A Shtetl Childhood Right Here in the USA
- Rabbi Gail

- Feb 1, 2020
- 3 min read
I have always believed that I grew up in a shtetl, maybe one of the last remaining ones. I first wrote about this 40 years ago when I was president of my small congregation, and I’ve written and spoken about it many times since then. Minneapolis and Saint Paul, the Twin Cities of Minnesota, had perhaps 25,000 Jewish people living in them. That number has not quite doubled even today. They mostly lived clustered together in a few areas of the cities and some suburbs, partly because there were areas with covenants against selling houses to Jewish buyers.
It appeared that our parents were connected to everybody else in the area. Nobody was a stranger. Everybody was the son or daughter of somebody that our parents knew. In desperation, we Saint Paul girls dated Minneapolis boys, but that didn’t really help much; he might not be somebody’s son, but he was almost certainly somebody’s nephew and they knew the family well.
Everybody knew me and everything that I was up to, in true small-town fashion. When I was younger, my hair was almost to my waist and hadn’t seen a razor in years. Yet I could pick my mother up at the beauty salon and the women who worked there knew just who I was and which one was my mother. Of course, that was the famous beauty parlor in Highland Park frequented by all of the Jewish women in the area, the place that they went to weekly mainly to catch up on all the goings-on. After I moved away from town and Bob Dylan’s mother moved off the Iron Range and down to Saint Paul, she went there, too, and was quickly integrated into the community.

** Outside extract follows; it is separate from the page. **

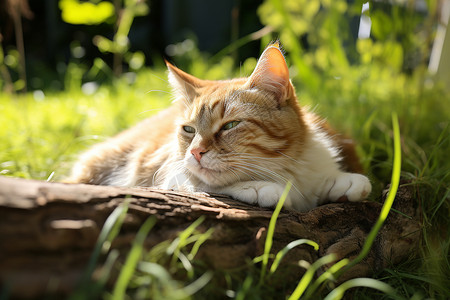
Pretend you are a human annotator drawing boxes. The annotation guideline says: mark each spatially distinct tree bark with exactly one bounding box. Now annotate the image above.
[0,177,420,298]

I have watched the movie Avalon several times, and it reminds me so much of my childhood. Not only was my community small and insular, but my family was very close. Aunts, uncles, cousins, and all of my grandparents lived within walking distance, and we were together all of the time. Every event, every weekend, every non-event brought us together. My cousins were additional brothers and sisters to me and my aunts and uncles helped raise me as if they too were my parents. The rest of the people who lived in the city seemed to me like extras hired to fill out the population, but it was all about my family. And if we weren’t going to each other’s houses or a lake for a picnic or something else in the neighborhood, it’s because we had rented adjacent housekeeping cabins on a lake out of town (yes, there are lakes in Minnesota. 10,000 is an understatement; I was told it was 15,007 when I was in college) to share our vacation time.
We even had a “cousins’ club” comprised of my father’s first cousins and siblings and all of their relatives, and we had frequent gatherings of this much larger group as well.
At the time, it seemed cloying, intrusive. I felt that I had no privacy and no secrets. As the smallest of the daughters of my mother’s friends, I even got to wear all the clothes that I had seen on the other girls earlier. I had to get away and be anonymous!
But now? Now I’m wistful because my children will never know this experience; they grew up so far away from their cousins and their grandparents, aunts, and uncles. I miss having family around and am thrilled that I have two first cousins living in the area now and at various times have had an aunt or an uncle here, too. This is a world that is rapidly disappearing, with families scattering all over the world as they follow various opportunities. Not many people these days grow up surrounded by extended family.